The four biggest provinces in Canada recently announced a net loss of over 500 registrations at the minor hockey level. In the same time frame, the Canadian population has grown by over 2 million. So what’s happening?
When it comes to hockey and the financial outlay of cash in AAA level hockey, the costs are very substantial. Sometimes financial difficulties are a primary reason as to why hockey as a sport is not growing in Canada and the United States. Costs associated with hockey includes: distance of facilities, training, competitions and tournaments, equipment, ice rentals, a general fee of participation, and other countless fees needed to sustain the sport.
The family income structure plays a pivotal role of whether or not the child will play hockey. One has to look at AAA parents that solicit the parental attitudes and behavior mimicking the child’s negative outlook, not only in the game, but their behavior patterns as they mature.
In fact, AAA hockey is often correlated from the father’s perspective in exerting pressure to succeed based on family status. On the other hand, lower income families will impose less pressure on a child and rely on the community itself to perpetuate the beauty of hockey. Communal participation in hockey produces less fatigue and allows the physicality and mental stage to increase gradually enabling one to compete at the level they feel comfortable with.
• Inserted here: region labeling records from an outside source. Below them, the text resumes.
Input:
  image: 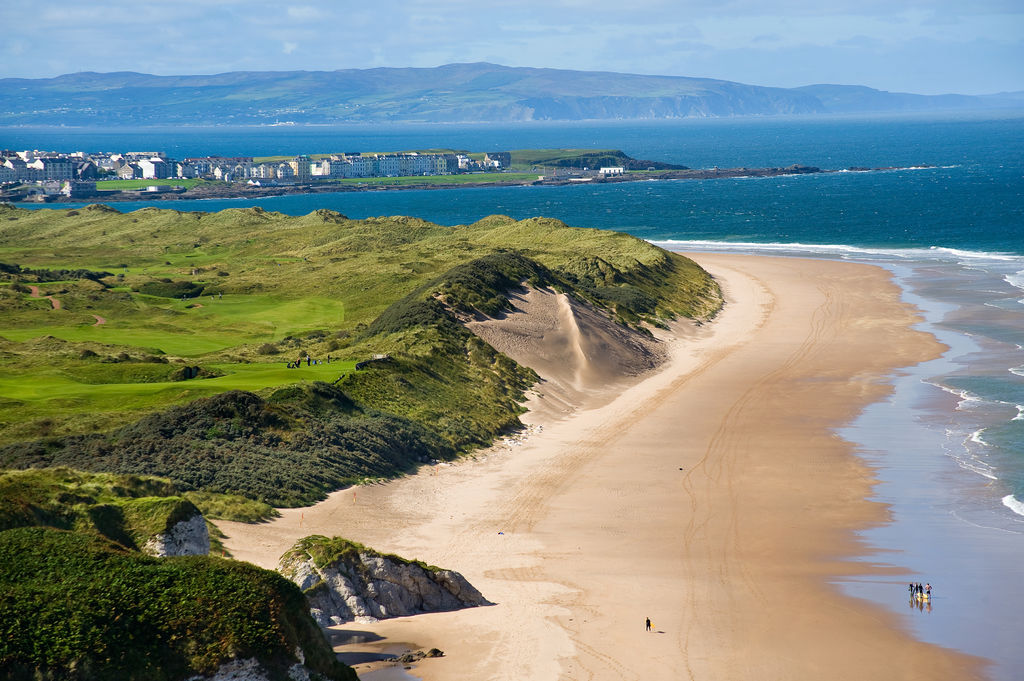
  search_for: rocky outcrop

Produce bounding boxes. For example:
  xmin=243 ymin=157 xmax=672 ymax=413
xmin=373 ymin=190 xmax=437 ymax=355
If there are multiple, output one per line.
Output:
xmin=278 ymin=536 xmax=489 ymax=627
xmin=142 ymin=515 xmax=210 ymax=558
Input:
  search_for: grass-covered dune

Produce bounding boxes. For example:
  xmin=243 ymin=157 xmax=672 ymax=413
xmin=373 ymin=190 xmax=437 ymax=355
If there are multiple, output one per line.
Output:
xmin=0 ymin=206 xmax=721 ymax=505
xmin=0 ymin=527 xmax=355 ymax=681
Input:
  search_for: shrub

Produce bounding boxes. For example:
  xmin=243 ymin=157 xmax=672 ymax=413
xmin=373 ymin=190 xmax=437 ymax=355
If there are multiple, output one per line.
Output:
xmin=256 ymin=343 xmax=281 ymax=354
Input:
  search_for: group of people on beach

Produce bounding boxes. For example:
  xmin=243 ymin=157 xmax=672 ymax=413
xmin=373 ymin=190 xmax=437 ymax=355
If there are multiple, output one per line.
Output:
xmin=907 ymin=582 xmax=932 ymax=598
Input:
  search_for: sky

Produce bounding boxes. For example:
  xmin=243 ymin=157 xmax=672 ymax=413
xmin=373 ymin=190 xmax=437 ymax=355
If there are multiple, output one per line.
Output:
xmin=0 ymin=0 xmax=1024 ymax=94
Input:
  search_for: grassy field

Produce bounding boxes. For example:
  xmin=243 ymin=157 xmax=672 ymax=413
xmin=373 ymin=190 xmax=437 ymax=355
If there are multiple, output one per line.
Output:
xmin=96 ymin=177 xmax=210 ymax=191
xmin=332 ymin=173 xmax=538 ymax=186
xmin=0 ymin=200 xmax=720 ymax=505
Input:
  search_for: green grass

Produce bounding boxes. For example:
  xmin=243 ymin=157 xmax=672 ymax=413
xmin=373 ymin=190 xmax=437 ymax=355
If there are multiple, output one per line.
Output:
xmin=96 ymin=177 xmax=210 ymax=191
xmin=0 ymin=527 xmax=355 ymax=681
xmin=0 ymin=201 xmax=721 ymax=504
xmin=330 ymin=173 xmax=538 ymax=186
xmin=0 ymin=467 xmax=276 ymax=532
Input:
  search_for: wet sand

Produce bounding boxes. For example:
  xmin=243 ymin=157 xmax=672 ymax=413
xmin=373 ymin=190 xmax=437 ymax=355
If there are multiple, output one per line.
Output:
xmin=218 ymin=254 xmax=984 ymax=681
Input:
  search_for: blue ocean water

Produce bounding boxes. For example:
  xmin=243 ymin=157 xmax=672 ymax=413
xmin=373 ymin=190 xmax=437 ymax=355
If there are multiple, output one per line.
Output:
xmin=0 ymin=113 xmax=1024 ymax=680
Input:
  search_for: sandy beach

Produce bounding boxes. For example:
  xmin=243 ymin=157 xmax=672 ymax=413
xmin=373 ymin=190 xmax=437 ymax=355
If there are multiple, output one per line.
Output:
xmin=218 ymin=254 xmax=985 ymax=681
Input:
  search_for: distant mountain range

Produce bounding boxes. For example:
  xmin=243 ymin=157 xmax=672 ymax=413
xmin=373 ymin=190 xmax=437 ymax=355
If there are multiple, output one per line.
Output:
xmin=0 ymin=63 xmax=1024 ymax=126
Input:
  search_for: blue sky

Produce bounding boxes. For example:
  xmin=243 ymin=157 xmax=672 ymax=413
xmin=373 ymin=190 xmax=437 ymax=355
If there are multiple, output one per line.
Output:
xmin=0 ymin=0 xmax=1024 ymax=94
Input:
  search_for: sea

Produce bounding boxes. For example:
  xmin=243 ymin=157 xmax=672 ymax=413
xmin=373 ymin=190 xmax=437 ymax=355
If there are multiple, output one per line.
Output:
xmin=0 ymin=111 xmax=1024 ymax=681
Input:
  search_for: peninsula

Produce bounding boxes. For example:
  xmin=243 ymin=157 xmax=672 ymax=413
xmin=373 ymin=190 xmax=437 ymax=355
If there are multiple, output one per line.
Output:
xmin=0 ymin=145 xmax=929 ymax=203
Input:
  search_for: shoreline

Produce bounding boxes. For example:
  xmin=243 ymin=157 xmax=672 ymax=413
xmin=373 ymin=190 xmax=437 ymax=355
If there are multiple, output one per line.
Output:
xmin=0 ymin=165 xmax=931 ymax=206
xmin=218 ymin=253 xmax=983 ymax=681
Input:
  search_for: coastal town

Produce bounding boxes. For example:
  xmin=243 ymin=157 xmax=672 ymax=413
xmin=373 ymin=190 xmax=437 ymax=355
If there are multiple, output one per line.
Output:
xmin=0 ymin=144 xmax=872 ymax=203
xmin=0 ymin=150 xmax=528 ymax=202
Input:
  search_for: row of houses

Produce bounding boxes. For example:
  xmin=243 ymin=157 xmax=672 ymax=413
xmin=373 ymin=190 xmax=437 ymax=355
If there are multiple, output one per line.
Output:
xmin=0 ymin=146 xmax=511 ymax=183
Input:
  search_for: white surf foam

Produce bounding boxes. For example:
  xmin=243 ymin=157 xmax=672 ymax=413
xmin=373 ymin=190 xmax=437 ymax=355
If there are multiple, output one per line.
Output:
xmin=1002 ymin=495 xmax=1024 ymax=515
xmin=968 ymin=428 xmax=992 ymax=446
xmin=651 ymin=239 xmax=1024 ymax=261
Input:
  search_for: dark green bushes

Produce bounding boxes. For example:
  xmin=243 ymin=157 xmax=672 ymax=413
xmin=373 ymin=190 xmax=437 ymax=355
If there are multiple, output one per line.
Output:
xmin=0 ymin=383 xmax=455 ymax=506
xmin=138 ymin=282 xmax=205 ymax=298
xmin=0 ymin=527 xmax=356 ymax=681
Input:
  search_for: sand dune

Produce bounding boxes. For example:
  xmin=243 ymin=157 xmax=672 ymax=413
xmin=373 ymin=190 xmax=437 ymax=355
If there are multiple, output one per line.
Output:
xmin=218 ymin=254 xmax=983 ymax=681
xmin=466 ymin=289 xmax=668 ymax=412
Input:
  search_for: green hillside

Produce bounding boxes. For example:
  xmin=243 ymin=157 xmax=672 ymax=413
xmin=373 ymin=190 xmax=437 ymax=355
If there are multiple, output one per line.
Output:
xmin=0 ymin=206 xmax=720 ymax=506
xmin=0 ymin=527 xmax=355 ymax=681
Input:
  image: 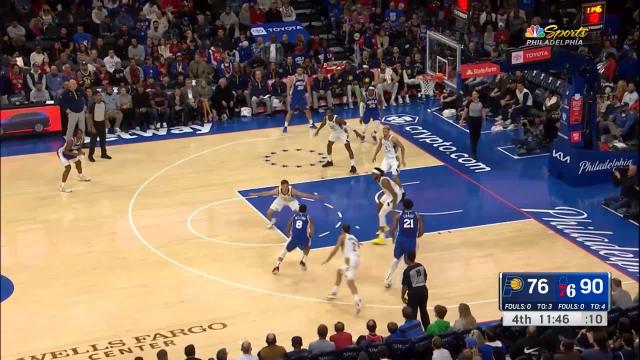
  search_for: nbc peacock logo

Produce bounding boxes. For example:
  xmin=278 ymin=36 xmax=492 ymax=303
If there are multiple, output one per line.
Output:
xmin=524 ymin=25 xmax=544 ymax=38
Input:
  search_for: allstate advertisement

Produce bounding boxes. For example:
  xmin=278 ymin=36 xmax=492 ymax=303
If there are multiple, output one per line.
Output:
xmin=251 ymin=21 xmax=310 ymax=44
xmin=549 ymin=139 xmax=638 ymax=186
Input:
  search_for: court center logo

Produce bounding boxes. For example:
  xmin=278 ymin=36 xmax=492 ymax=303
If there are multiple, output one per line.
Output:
xmin=382 ymin=114 xmax=418 ymax=125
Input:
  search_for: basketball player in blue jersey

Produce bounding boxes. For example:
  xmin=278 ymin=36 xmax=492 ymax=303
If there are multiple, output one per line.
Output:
xmin=58 ymin=128 xmax=91 ymax=193
xmin=360 ymin=86 xmax=383 ymax=143
xmin=384 ymin=198 xmax=424 ymax=288
xmin=271 ymin=204 xmax=314 ymax=275
xmin=282 ymin=66 xmax=316 ymax=133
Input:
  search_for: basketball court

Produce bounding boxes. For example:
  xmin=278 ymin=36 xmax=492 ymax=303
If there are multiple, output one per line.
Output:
xmin=1 ymin=114 xmax=637 ymax=360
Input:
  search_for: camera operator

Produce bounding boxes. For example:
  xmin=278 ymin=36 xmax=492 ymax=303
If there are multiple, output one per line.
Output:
xmin=602 ymin=165 xmax=640 ymax=216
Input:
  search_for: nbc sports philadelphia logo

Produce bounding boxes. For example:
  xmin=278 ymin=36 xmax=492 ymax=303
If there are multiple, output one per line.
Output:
xmin=524 ymin=25 xmax=589 ymax=46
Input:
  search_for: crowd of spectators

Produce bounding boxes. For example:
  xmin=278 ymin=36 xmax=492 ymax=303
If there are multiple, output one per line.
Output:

I believe that hockey is a life lesson: it needs to benefit the gradual skill development that leads to confidence, leadership, and ambition. These eventually translate to friendship that coalesces in the interconnectivity of future productivity through teamwork and trust.
I was fortunate to know Lucas Miller, the owner of Lucas Miller’s Hi-Performance Hockey School based in Toronto. He brought me to a coaches meeting for a particular AAA hockey club in the Greater Toronto Hockey League (GTHL). The so-called president of the team stood on the podium and pontificated that everyone in the world wants to belong to his team. He was fixated on the notion that every hockey parent in the world would pay not only the $10,000 registration fee, but an added bonus of $30,000 so that their kid could play on that team. Lucas simply turned to me, “Why do you think these people have a house in the Kingsway?”
After the eulogy I told Lucas that I couldn’t deal with this particular organization nor was I willing to provide any service that merits their own stupidity; he agreed with me.
It is the constant and congruent status that these AAA parents gravitate towards. It’s not the fact that their sons and daughters want to play hockey on a competitive level, it’s the world that they live by that virtually becomes the pit that all parents subscribing to the AAA mantra believe in. They herd together, never soliciting any other income group into their sphere of alliance.
Let me tell you something about their sphere of alliance that they live and die by. I’ve built a hockey store in Maple, Ontario in an arena. My own ethnicity, which is Italian, have now subscribed to the Canadian hockey dream. It’s the second generation of Italians that are now mimicking that wealth only comes with hockey rather than education.
Folks, great wealth is based on education and knowledge. Used wisely, hockey can complement that in a way no other sport has the ability to. Once the pressure is established, kids will lose interest leaving no benefit or gain from the beautiful game of hockey itself.